The historical output information y_i, i = 1, 2,... t is analyzed. Since the output of the network is not very reliable at the first few states and the noise is high, it may cause deviations after mapping to the input space. Therefore, it is considered whether to use a randomly generated weight matrix W_i to cancel the noise, that is, each column element of W_i is subject to a random distribution of N (0, 1).

The advantage of using the random weight matrix W_i is that in the high-dimensional space, the historical information y_i can make the input information x_t at time step t tend to different directions in space by random weighting, so that the combined x_t′ data is more separable. According to the pseudo-orthogonal property of the high-dimensional space [27], when the number of rows of the random weight matrix W_i is large, the column vectors of W_i are approximately orthogonal. In this paper, the length of the input sequence satisfies the requirement of higher dimension, and the column vectors of W_i can be regarded as orthogonal. The network output y_i in this paper is the classification result, and the orthogonal column vector of the random weight matrix W_i will weight the corresponding y_i, which will make the combined x_t′ tend to different directions, thereby facilitating the subsequent classification processing.

Since the RRNN structure only improves the input layer based on the traditional RNN’s structure, the network structure of other layers remains unchanged. Therefore, the calculation model of the RRNN network becomes:

$$\begin{array}{l}{{\mathbf{x}}^{\prime }}_t=\sigma \left({\mathbf{x}}_t+\beta {\displaystyle {\sum }_{i=1}^{t-1}{W}_i{\mathbf{y}}_i}\right);\\ {\mathbf{a}}_t={\mathbf{W}}^{\mathrm{HI}}·{{\mathbf{x}}^{\prime }}_t+{\mathbf{W}}^{\mathrm{HH}}·{\mathbf{h}}_{t-1}+{\mathbf{B}}^{\mathrm{H}};\\ {\mathbf{h}}_t=f_h({\mathbf{a}}_t);\\ {\mathbf{b}}_t={\mathbf{W}}^{\mathrm{OH}}·{\mathbf{h}}_t+{\mathbf{B}}^{\mathrm{O}};\\ {\mathbf{y}}_t=f_o({\mathbf{b}}_t),\end{array}$$

(16)

where, I, H, and O are the number of nodes of the input layer, the hidden layer, and the output layer respectively; a_t and h_t respectively represent the input and output of the hidden layer at time step t; and b_t and y_t represent the input and output of the output layer at time step t, respectively. W^HI, W^HH, and W^OH are the weight matrix between the network layers respectively; B^H and B^O are the offset parameters of the hidden layer and the output layer; W_i is the random weight matrix; and $f_h(·)$ and $f_o(·)$ are the activation function of the hidden layer and the output layer, respectively. Since the network structure is similar to the traditional RNNs algorithm, the RRNN training uses the gradient descent with momentum optimization method.

We choose the random weighted matrix to process the historical output information.
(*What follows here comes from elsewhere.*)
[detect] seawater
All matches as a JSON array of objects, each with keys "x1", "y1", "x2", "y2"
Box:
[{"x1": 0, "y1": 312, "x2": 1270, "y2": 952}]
The basis and advantages are:

(1) Make full use of the historical output information y₁, y₂, …, y_t−1 before time step t, and the random weighted history information ${\displaystyle {\sum }_{i=1}^{t-1}{W}_i{\mathbf{y}}_i}$ is approximately irrelevant to the input data x_t at time t analysis.
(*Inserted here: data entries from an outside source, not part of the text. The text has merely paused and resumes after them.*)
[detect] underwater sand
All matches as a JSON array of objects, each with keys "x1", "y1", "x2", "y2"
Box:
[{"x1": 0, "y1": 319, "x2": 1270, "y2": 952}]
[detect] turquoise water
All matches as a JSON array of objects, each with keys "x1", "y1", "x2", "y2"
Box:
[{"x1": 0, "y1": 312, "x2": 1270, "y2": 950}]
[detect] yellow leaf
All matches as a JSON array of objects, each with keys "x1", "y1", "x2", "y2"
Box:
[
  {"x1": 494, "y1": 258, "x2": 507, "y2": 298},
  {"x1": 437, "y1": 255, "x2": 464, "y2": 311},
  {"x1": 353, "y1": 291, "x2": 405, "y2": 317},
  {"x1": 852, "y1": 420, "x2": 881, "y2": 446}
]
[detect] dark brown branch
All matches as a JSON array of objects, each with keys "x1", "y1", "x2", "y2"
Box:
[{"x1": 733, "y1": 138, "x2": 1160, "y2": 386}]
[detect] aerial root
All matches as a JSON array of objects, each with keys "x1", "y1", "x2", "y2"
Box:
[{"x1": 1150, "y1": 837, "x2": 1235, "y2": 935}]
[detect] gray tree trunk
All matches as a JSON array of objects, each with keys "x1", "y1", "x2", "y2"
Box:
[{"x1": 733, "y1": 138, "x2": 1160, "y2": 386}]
(2) The parameters in the randomly generated weight matrix W can reduce the over-fitting effect, which is similar to the increase of random noise for the input data to improve the generalization of the classification network [28].
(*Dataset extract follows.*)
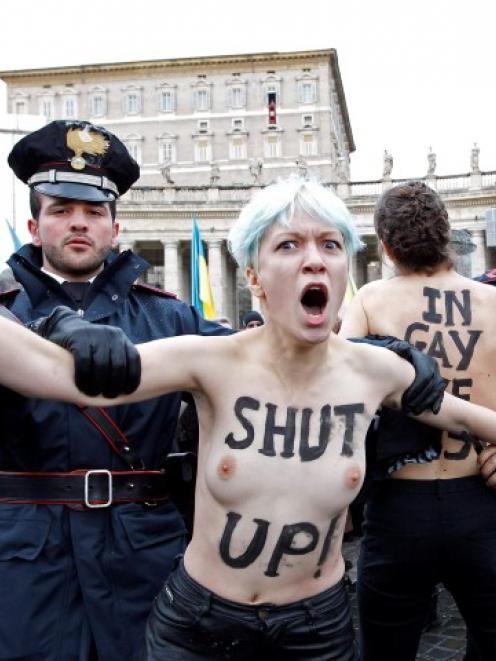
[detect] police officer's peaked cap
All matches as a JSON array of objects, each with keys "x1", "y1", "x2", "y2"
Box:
[{"x1": 8, "y1": 120, "x2": 140, "y2": 202}]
(3) The randomly generated weight matrix W does not need to be obtained through learning, omitting the complicated steps of calculating the gradient of W and back-passing. Compared with the traditional RNNs, the training difficulty is not increased, and the classification performance is improved.

3.3. Classification Algorithm Based on IRRNN

3.3.1. IRRNN Overall Structure and Algorithm

Aiming at the sample dataset characteristics and classification requirements of the targets, this paper proposes an IRRNN model. On the one hand, to ensure that the periodic features of the sample sequence are preserved and not destroyed by truncation, we use the IndRNN structure, which has the ability to process longer sequences than the traditional RNNs structure. On the other hand, in order to improve the classification performance of the RNNs model, we use the RRNN model to map historical output information to the input layer through a random weight matrix.

The spatial point targets generally have micro-motion forms such as precession or tumbling in the exo-atmosphere, so that the infrared radiation intensity sequences have periodic characteristics, and different shapes and micro-motion features will be fully embodied in the sequences, which makes the traditional feature extraction methods hard to extract. Therefore, the RNNs model is suitable for the classification of target infrared radiation intensity sequences. The length of each input sequence determines whether the feature information can be completely input to the neural network. IndRNN makes the training simpler and more efficient because of its independent structure. At the same time, it solves the problem of gradient explosion and vanishing and can input longer sequences. Therefore, we use the IndRNN structure to make the periodic characteristic information of the sequence not lost and can be used for subsequent classification.

The infrared radiation intensity sequence of the spatial point target has high correlation in time, and the information before time step t has important reference value for the classification of current time. Therefore, we combine the historical output information before time step t by random weighting with the input data at time t and input it to the hidden layer for further processing.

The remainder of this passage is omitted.